Unternehmer, Selbstständige, Gründer und Führungskräfte, aber auch Privatpersonen sind heutzutage auf unterschiedliche Arten abhängig von Beratern. Anders können wir der Komplexität des Lebens insbesondere in wissensintensiven Bereichen kaum noch gerecht werden, geschweige denn kluge Entscheidungen treffen. Ein paar Beispiele gefällig? Da gibt es Organisationsberatung, Gründungsberatung, Führungsberatung, Steuerberatung, Finanzberatung, Stil- und Farbberatung, Persönlichkeitsberatung, Konfliktberatung, Bewerbungsberatung, Beratung im Bereich des Online-Marketings und in vielen Bereichen mehr. Die echten oder scheinbaren Experten helfen dabei, Herausforderungen zu bewältigen und Entwicklungsstagnation zu überwinden – und zwar im besten Fall, bevor das Leben und damit verbundener Schmerz dazu zwingt.

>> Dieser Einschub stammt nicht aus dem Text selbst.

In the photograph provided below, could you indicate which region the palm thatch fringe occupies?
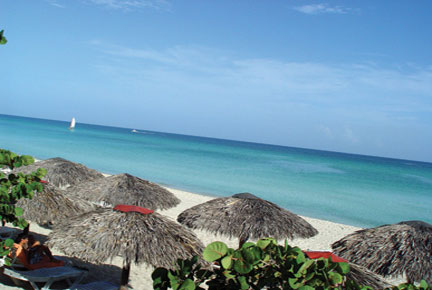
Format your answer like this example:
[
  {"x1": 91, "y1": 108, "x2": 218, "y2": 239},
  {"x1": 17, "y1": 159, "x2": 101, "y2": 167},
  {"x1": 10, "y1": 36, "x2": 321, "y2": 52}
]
[
  {"x1": 67, "y1": 173, "x2": 180, "y2": 210},
  {"x1": 332, "y1": 221, "x2": 432, "y2": 282},
  {"x1": 16, "y1": 184, "x2": 96, "y2": 227},
  {"x1": 48, "y1": 208, "x2": 204, "y2": 268},
  {"x1": 14, "y1": 157, "x2": 103, "y2": 188},
  {"x1": 347, "y1": 263, "x2": 391, "y2": 289},
  {"x1": 177, "y1": 193, "x2": 318, "y2": 240}
]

Auch wenn es beim Durchschnittsbürger häufig noch an der Bereitschaft fehlt, für derartige Dienstleistungen Geld zu bezahlen, ist es für zahlreiche Unternehmer und Führungskräfte längst selbstverständlich, große Summen für Beratung auszugeben. Die Preise dafür bewegen sich zwischen 60 und mehreren Hundert Euro pro Stunde. Und häufig geschieht die Beratung zurecht: Kein Mensch ist ja mehr in der Lage, sich in jeden komplexen Lebensbereich einzuarbeiten. Ein Berater dagegen hat oft schon tausende Stunden mit einer Herausforderung verbracht und kann aus diesem Fundus schöpfen, um kostspielige Fehlentscheidungen zu vermeiden. Gut nachvollziehbar, dass Prof. Günter Faltin in seinem Standardwerk „Wir sind das Kapital" dafür wirbt, Unternehmen als unternehmerische Wertschöpfungssysteme auf der Basis eines Unterstützungsnetzwerks von Experten und Beratern zu gestalten, um deren Spezialisierungs-Know-how effizient zu nutzen. Verständlicherweise zahlt man hier die relativ hohen Stundensätze nicht für die direkte Arbeitszeit des Beraters, sondern für die Essenz der vielen Stunden, die er mit Weiterbildung verbracht und während derer er Erfahrung gesammelt hat Jeder macht das, was er am besten kann, und kann davon gut leben.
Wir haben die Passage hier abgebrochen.